Saya hanya ingin memberikan contoh mengenai kesalahan, yang menurut saya cukup fatal, karena keluar dari makna teks ayat Al-Qur'an tersebut. Antara lain dapat dibaca terjemahan Surat ke-105 (Surat Al-Fiil atau biasa dibilang 'Alam Tara'), ayat ke-5. Ayat tersebut bunyinya adalah, 'Faja'alahum ka ashfin ma'kuul'. Terjemahan Depagnya, 'sehingga mereka dijadikan-Nya seperti daun-daun yang dimakan (ulat) (halaman 601 terbitan Ikadi).
karena sudah mengerti bahasa Arab, saya perhatikan ayat tersebut (dalam teks asli) 'tidak ada kata 'daun-daun'. Aneh...darimana terjemahan 'daun-daun' itu datangnya, dan kata 'ulat', walaupun diberi 'dalam kurung'. . Jangan-jangan, dulu kiayi di pesantren di kampung, di pinggir jendela pesantren melihat daun dimakan ulat, sehingga inspirasi bagi pemahaman makna yang salah tersebut. Penyebab kesalahan terjemahan ayat tersebut adalah kata 'ma'kul' yang terambil dari bahasa Arabnya 'a-ka-la' yang artinya makan. Sayang kiayi tidak merujuk dalam dalam kamus bahasa Arab-Inggris untuk lebih dekat maknanya dalam memahami arti. Jangan cuma mengandalkan hafalan, yang memang benar, kata 'ma'kul' itu artinya 'dimakan' shingga dikarang-karang dan diduga-duga saja, tanpa ada bukti penguat sehingga terjemahannya menjadi ngelantur seperti yang tertulis.

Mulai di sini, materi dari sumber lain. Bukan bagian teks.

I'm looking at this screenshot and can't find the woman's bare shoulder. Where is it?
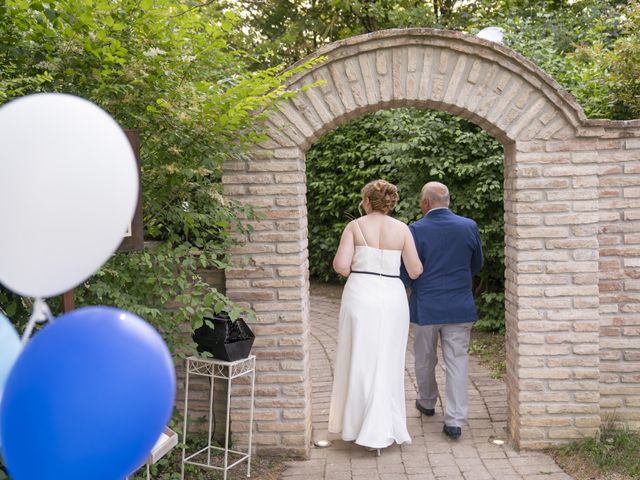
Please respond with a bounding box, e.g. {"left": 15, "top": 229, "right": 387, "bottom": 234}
{"left": 387, "top": 216, "right": 409, "bottom": 229}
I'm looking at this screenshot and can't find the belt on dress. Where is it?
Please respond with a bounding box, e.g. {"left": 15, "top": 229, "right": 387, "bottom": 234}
{"left": 350, "top": 270, "right": 400, "bottom": 279}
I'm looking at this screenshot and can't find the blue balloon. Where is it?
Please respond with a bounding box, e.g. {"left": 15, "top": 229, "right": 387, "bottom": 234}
{"left": 0, "top": 312, "right": 22, "bottom": 447}
{"left": 0, "top": 306, "right": 175, "bottom": 480}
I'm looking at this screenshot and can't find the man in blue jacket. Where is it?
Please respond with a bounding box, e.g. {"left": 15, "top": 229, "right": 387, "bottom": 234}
{"left": 401, "top": 181, "right": 483, "bottom": 440}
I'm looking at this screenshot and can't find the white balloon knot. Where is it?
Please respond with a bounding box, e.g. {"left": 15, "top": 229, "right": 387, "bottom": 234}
{"left": 21, "top": 298, "right": 53, "bottom": 345}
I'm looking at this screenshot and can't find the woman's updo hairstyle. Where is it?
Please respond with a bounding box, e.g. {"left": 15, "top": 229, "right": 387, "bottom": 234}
{"left": 361, "top": 179, "right": 399, "bottom": 214}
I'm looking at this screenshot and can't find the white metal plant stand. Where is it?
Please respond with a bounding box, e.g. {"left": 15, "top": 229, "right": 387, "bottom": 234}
{"left": 181, "top": 355, "right": 256, "bottom": 480}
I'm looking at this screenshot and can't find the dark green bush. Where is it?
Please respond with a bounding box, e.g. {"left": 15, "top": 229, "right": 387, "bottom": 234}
{"left": 307, "top": 108, "right": 505, "bottom": 332}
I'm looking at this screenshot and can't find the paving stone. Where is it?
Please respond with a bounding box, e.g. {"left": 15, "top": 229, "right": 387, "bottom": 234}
{"left": 405, "top": 466, "right": 431, "bottom": 475}
{"left": 451, "top": 446, "right": 480, "bottom": 458}
{"left": 523, "top": 474, "right": 573, "bottom": 480}
{"left": 407, "top": 474, "right": 436, "bottom": 480}
{"left": 483, "top": 458, "right": 514, "bottom": 470}
{"left": 326, "top": 463, "right": 352, "bottom": 472}
{"left": 432, "top": 465, "right": 462, "bottom": 477}
{"left": 378, "top": 463, "right": 406, "bottom": 474}
{"left": 434, "top": 473, "right": 464, "bottom": 480}
{"left": 402, "top": 460, "right": 431, "bottom": 470}
{"left": 515, "top": 463, "right": 565, "bottom": 476}
{"left": 380, "top": 474, "right": 409, "bottom": 480}
{"left": 462, "top": 470, "right": 493, "bottom": 480}
{"left": 454, "top": 458, "right": 485, "bottom": 472}
{"left": 427, "top": 453, "right": 457, "bottom": 467}
{"left": 488, "top": 467, "right": 520, "bottom": 478}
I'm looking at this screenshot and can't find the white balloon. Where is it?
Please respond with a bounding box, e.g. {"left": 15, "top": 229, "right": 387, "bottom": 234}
{"left": 0, "top": 93, "right": 138, "bottom": 298}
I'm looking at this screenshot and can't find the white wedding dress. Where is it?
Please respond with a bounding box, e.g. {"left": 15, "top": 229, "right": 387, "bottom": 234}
{"left": 328, "top": 223, "right": 411, "bottom": 448}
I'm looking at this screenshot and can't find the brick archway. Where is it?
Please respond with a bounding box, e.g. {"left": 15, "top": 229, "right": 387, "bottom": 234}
{"left": 222, "top": 28, "right": 640, "bottom": 454}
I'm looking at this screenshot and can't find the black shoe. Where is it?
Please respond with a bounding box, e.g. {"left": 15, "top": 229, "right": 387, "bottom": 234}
{"left": 415, "top": 400, "right": 435, "bottom": 416}
{"left": 443, "top": 425, "right": 462, "bottom": 439}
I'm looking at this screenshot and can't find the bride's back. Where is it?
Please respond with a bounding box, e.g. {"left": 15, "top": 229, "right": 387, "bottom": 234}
{"left": 333, "top": 179, "right": 422, "bottom": 279}
{"left": 353, "top": 214, "right": 406, "bottom": 251}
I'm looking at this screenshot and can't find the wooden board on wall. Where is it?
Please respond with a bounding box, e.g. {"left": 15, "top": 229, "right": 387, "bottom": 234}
{"left": 118, "top": 129, "right": 144, "bottom": 253}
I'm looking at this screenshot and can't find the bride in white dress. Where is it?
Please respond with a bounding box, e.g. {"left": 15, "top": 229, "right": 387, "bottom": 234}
{"left": 328, "top": 179, "right": 423, "bottom": 454}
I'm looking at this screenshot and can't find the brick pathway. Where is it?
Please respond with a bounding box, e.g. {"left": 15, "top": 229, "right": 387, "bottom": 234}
{"left": 280, "top": 283, "right": 573, "bottom": 480}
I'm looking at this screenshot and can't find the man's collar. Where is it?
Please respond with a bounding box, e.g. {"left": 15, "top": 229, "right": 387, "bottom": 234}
{"left": 426, "top": 207, "right": 449, "bottom": 215}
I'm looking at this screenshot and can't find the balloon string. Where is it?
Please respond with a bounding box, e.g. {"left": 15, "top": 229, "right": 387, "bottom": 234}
{"left": 21, "top": 298, "right": 53, "bottom": 345}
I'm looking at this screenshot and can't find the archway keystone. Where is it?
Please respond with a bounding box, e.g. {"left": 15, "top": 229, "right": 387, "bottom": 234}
{"left": 222, "top": 28, "right": 640, "bottom": 454}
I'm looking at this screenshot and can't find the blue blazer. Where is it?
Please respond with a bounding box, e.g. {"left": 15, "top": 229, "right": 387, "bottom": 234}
{"left": 401, "top": 208, "right": 483, "bottom": 325}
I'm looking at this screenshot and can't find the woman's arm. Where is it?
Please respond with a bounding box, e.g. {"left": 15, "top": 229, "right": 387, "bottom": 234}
{"left": 401, "top": 225, "right": 423, "bottom": 279}
{"left": 333, "top": 222, "right": 355, "bottom": 277}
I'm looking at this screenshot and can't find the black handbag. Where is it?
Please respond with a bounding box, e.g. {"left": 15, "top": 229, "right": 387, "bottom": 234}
{"left": 192, "top": 311, "right": 255, "bottom": 361}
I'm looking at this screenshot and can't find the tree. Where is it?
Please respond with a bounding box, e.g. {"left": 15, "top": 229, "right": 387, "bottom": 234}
{"left": 607, "top": 0, "right": 640, "bottom": 117}
{"left": 568, "top": 0, "right": 640, "bottom": 118}
{"left": 220, "top": 0, "right": 637, "bottom": 119}
{"left": 0, "top": 0, "right": 319, "bottom": 347}
{"left": 218, "top": 0, "right": 440, "bottom": 66}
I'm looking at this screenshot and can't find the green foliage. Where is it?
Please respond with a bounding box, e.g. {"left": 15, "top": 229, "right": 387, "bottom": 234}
{"left": 476, "top": 292, "right": 506, "bottom": 333}
{"left": 0, "top": 0, "right": 319, "bottom": 349}
{"left": 487, "top": 1, "right": 634, "bottom": 119}
{"left": 0, "top": 289, "right": 31, "bottom": 332}
{"left": 223, "top": 0, "right": 639, "bottom": 119}
{"left": 568, "top": 0, "right": 640, "bottom": 118}
{"left": 553, "top": 424, "right": 640, "bottom": 478}
{"left": 469, "top": 332, "right": 506, "bottom": 379}
{"left": 307, "top": 108, "right": 505, "bottom": 331}
{"left": 220, "top": 0, "right": 440, "bottom": 66}
{"left": 606, "top": 0, "right": 640, "bottom": 118}
{"left": 446, "top": 0, "right": 637, "bottom": 119}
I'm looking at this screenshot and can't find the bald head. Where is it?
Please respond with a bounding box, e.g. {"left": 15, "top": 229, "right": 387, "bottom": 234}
{"left": 420, "top": 181, "right": 450, "bottom": 213}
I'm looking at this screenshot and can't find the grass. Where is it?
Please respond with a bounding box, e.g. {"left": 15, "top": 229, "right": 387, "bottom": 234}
{"left": 469, "top": 330, "right": 506, "bottom": 380}
{"left": 549, "top": 425, "right": 640, "bottom": 480}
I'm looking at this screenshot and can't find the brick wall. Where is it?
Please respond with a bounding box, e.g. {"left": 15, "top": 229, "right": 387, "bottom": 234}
{"left": 221, "top": 28, "right": 640, "bottom": 453}
{"left": 598, "top": 136, "right": 640, "bottom": 428}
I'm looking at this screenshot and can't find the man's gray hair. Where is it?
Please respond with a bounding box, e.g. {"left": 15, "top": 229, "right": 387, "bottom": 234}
{"left": 421, "top": 182, "right": 450, "bottom": 207}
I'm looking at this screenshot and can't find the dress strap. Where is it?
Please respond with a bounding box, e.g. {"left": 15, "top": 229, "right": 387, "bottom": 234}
{"left": 354, "top": 220, "right": 368, "bottom": 247}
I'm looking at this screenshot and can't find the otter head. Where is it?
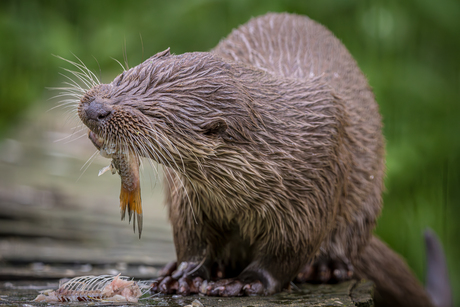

Kita coba cari tahu makna kata yang lain dari ayat kitab suci tersebut, yaitu 'ashfin', yang sebenarnya berarti 'badai'. Misalnya perang Teluk pertama di Timur Tengah ketika pasukan gabungan melawan Irak keluar dari Kuwait dengan semboyan 'Ashifah Sahra' (Desert Storm). Ini kesalahan pertama. Kedua, juga salah memahami arti 'ma'kul' yang diterjamahkan 'dimakan'. Memang betul, arti kata itu 'dimakan' tapi siapa yang makan dulu. Kalau mulut yang makan yahhh tidak dahsyat dong. Nah saya buka kamus Arab-Inggris yang akar kata arabnya 'a-ka-la', selain mempunyai arti 'eat', juga mempunyai arti 'to destroy'. Nah yang tepat adalah 'to destroy' ini, menghancurkan. Jadi, memakan pada hakikatnya adalah menghancurkan dan mengunyah makanan dimulut hingga hingga hancur. Walaaahhhh....
'Jadi ayat diatas maknanya yang benar adalah (ayat aslinya dikemukakan dalam bentuk aktive vioce, bukan fassive voice) 'Maka Dia (Tuhan) menjadikan mereka (tentara Abrahah) bagaikan dihancurkan oleh badai '. Apalagi kalau mau dikontekstualisasikan dengan peristiwa 'tsunami' di Aceh sehingga lebih dahsyat lagi, sehingga terjaemahannya menjadi 'bagaikan dihancurkan oleh terjangan tsunami', sehingga kedahsyatan hukuman Tuhan nampak menakutkan dan menyeramkan kepada pasukan Abrahan tersebut.
Dan masih banyak terjemahan-terjemahan yang membingungkan bagi pembaca yang tidak pandai bahasa aaslinya (Arab). nelongso juga rasanya....
Jadi, bagimana lajnah Pentashih Mushaf Al-Qur'an, apa saja yang dikerjakan??? Wallahu a'lam.